When Mrs. Witham was herself again she almost assailed the Doctor with angry questions as to what he meant by putting such horrible ideas into the poor young man's mind. "He has quite enough there already to upset him," she added.

Dr. Thornhill replied:

"My dear madam, I had a distinct purpose in it! I wanted to draw his attention to the bell-rope, and to fix it there. It may be that he is in a highly over-wrought state, and has been studying too much, although I am bound to say that he seems as sound and healthy a young man, mentally and bodily, as ever I saw - but then the rats - and that suggestion of the devil." The doctor shook his head and went on. "I would have offered to go and stay the first night with him but that I felt sure it would have been a cause of offence. He may get in the night some strange fright or hallucination, and if he does I want him to pull that rope. All alone as he is it will give us warning, and we may reach him in time to be of service. I shall be sitting up pretty late to-night and shall keep my ears open. Do not be alarmed if Benchurch gets a surprise before morning."

"Oh, Doctor, what do you mean? What do you mean?"

"I mean this, that possibly - nay, more probably - we shall hear the great alarm-bell from the Judge's House to-night," and the Doctor made about an effective an exit as could be thought of.

When Malcolmson arrived home he found that it was a little after his usual time, and Mrs. Dempster had gone away - the rules of Greenhow's Charity were not to be neglected. He was glad to see that the place was bright and tidy with a cheerful fire and a well-trimmed lamp. The evening was colder than might have been expected in April, and a heavy wind was blowing with such rapidly-increasing strength that there was every promise of a storm during the night. For a few minutes after his entrance the noise of the rats ceased, but so soon as they became accustomed to his presence they began again. He was glad to hear them, for he felt once more the feeling of companionship in their noise, and his mind ran back to the strange fact that they only ceased to manifest themselves when the other - the great rat with the baleful eyes - came upon the scene. The reading- lamp only was lit and its green shade kept the ceiling and the upper part of the room in darkness so that the cheerful light from the hearth spreading over the floor and shining on the white cloth laid over the end of the table was warm and cheery. Malcolmson sat down to his dinner with a good appetite and a buoyant spirit. After his dinner and a cigarette he sat steadily down to work, determined not to let anything disturb him, for he remembered his promise to the doctor, and made up his mind to make the best of the time at his disposal.

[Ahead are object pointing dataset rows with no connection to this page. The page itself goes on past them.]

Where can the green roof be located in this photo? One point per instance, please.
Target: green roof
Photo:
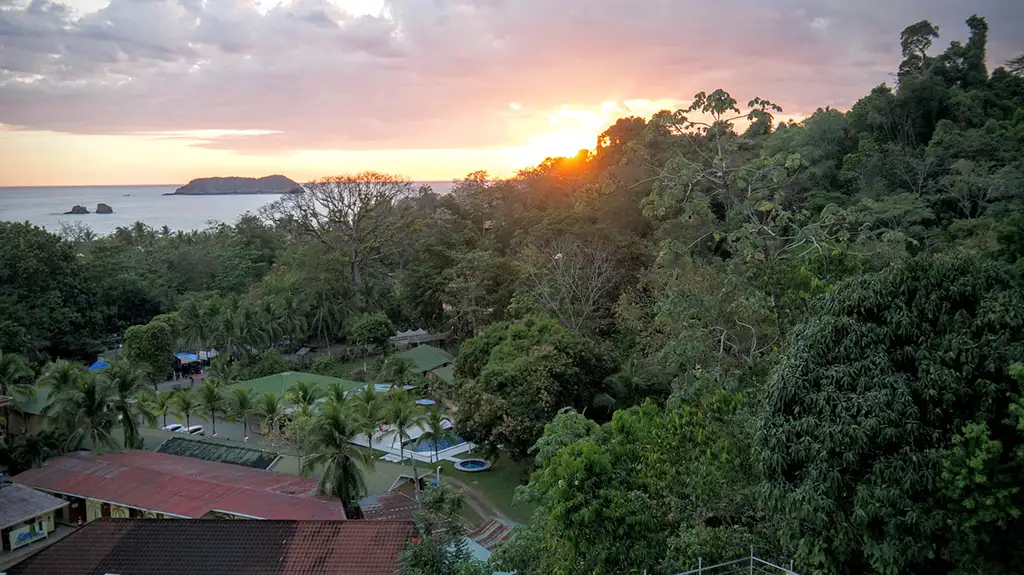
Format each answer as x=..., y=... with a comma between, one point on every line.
x=215, y=451
x=444, y=373
x=281, y=383
x=427, y=357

For an hour or so he worked all right, and then his thoughts began to wander from his books. The actual circumstances around him, and the calls on his physical attention, and his nervous susceptibility were not to be denied. By this time the wind had become a gale, and the gale a storm. The old house, solid though it was, seemed to shake to its foundation, and the storm roared and raged through its many chimneys and its queer old gables, producing strange, unearthly sounds in the empty rooms and corridors. Even the great alarm-bell on the roof must have felt the force of the wind, for the rope rose and fell slightly, as though the bell were moved a little from time to time, and the limber rope fell on the oak floor with a hard and hollow sound.

As Malcolmson listened to it he bethought himself of the doctor's words, "It is the rope which the hangman used for the victims of the Judge's judicial rancour," and he went over to the corner of the fireplace and took it in his hand to look at it. There seemed a sort of deadly interest in it, and as he stood there he lost himself for a moment in speculation as to who these victims were, and the grim wish of the Judge to have such a ghastly relic ever under his eyes. As he stood there the swaying of the bell on the roof still lifted the rope now and again, but presently there came a new sensation - a sort of tremor in the rope, as though something was moving along it.

Looking up instinctively Malcolmson saw the great rat coming slowly down towards him, glaring at him steadily. He dropped the rope and started back with a muttered curse, and the rat turning ran up the slope again and disappeared, and at the same instant Malcolmson became conscious that the noise of the other rats, which had ceased for a while, began again.

All this set him thinking, and it occurred to him that he had not investigated the lair of the rat or looked at the pictures, as he had intended. He lit the other lamp without the shade, and, holding it up went and stood opposite the third picture from the fireplace on the right-hand side where he had seen the rat disappear on the previous night.

At the first glance he started back so suddenly that he almost dropped the lamp, and a deadly pallor overspread his face.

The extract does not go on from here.